Question about Grav. Potential Energy and Escape Velocity

[Divergent13]

I am finding this question to be a bit challenging---

Determine a formula for the maximum height h that a rocket will reach if launched vertically from the Earth's surface with speed Vo. (< Vesc)

(Ignore air resistance and the Earth's rotation)

I know I should plug in numbers only until the end, but by using Gravitational potential energy, is it appropriate to begin with (1/2)m*v1^2 - [G(m)(Mearth)]/r = (1/2)m*v^2 - [G(m)(Mearth)]/r ?

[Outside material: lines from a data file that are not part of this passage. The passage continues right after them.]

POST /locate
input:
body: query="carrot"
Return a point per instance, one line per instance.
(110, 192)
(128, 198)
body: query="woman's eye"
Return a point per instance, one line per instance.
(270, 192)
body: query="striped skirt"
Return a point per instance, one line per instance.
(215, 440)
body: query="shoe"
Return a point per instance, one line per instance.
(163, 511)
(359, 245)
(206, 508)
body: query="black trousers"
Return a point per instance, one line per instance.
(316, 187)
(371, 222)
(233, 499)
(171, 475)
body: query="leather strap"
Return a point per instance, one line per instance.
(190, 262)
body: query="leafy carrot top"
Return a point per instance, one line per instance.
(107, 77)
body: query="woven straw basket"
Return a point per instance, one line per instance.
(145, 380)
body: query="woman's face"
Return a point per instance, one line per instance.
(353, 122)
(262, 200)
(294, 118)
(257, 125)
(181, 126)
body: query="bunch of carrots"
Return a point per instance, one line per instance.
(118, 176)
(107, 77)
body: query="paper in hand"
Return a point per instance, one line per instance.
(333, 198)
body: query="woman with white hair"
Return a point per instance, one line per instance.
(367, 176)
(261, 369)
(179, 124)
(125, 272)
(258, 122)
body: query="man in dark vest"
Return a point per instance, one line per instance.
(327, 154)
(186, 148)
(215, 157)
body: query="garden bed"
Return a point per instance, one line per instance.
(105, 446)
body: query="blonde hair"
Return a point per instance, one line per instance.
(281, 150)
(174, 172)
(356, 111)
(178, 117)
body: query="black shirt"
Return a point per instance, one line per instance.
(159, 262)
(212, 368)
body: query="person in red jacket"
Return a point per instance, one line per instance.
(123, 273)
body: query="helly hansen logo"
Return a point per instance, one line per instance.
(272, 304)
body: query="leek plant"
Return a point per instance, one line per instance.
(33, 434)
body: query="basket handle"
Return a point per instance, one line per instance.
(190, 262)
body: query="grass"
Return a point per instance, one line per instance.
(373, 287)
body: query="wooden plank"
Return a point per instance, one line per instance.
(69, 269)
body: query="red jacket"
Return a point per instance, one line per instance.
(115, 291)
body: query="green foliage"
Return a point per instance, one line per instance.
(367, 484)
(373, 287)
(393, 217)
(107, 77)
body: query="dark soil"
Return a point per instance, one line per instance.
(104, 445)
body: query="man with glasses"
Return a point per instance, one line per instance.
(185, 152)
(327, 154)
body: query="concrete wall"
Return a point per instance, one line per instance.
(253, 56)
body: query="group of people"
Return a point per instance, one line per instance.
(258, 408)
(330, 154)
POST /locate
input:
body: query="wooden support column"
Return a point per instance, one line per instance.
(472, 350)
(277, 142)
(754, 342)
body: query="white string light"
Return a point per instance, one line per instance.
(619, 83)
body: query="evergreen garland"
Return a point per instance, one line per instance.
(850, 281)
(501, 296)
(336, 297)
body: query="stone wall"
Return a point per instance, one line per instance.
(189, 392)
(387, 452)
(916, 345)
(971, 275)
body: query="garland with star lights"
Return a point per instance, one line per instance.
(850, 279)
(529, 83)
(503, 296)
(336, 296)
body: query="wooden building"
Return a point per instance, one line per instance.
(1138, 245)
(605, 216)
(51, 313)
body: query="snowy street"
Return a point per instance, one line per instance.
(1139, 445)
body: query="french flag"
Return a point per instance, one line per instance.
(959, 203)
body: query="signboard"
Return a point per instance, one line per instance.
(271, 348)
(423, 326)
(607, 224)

The chapter is quite short --- Thanks for your help!

 

[W.A. McCormick]

I am not a physicist or even a scientist, but wouldn't it be merely a matter of 1G deceleration till no momentum is left, and then calculate the distance achieved in that time?

W.A. McCormick

 

[cookiemonster]

You want to use an energy argument.

The object initially has zero potential energy (if you define the PE at the radius of the Earth as zero) and some amount of kinetic energy. When it's at the maximum height, it has zero kinetic energy and some amount of potential energy. Equate and solve.

cookiemonster

 

[Doc Al]

I know I should plug in numbers only until the end, but by using Gravitational potential energy, is it appropriate to begin with (1/2)m*v1^2 - [G(m)(Mearth)]/r = (1/2)m*v^2 - [G(m)(Mearth)]/r ?

Yes, that's essentially it. But set it up carefully as a statement of energy conservation. KE₁ + PE₁ = KE₂ + PE₂. Of course, maximum height means that KE₂ = 0.

$$\frac{1}{2}mv_0^2 - \frac{GmM_e}{r_1} = - \frac{GmM_e}{r_2}$$

The height will be r_2 - r_1; r_1 = radius of Earth.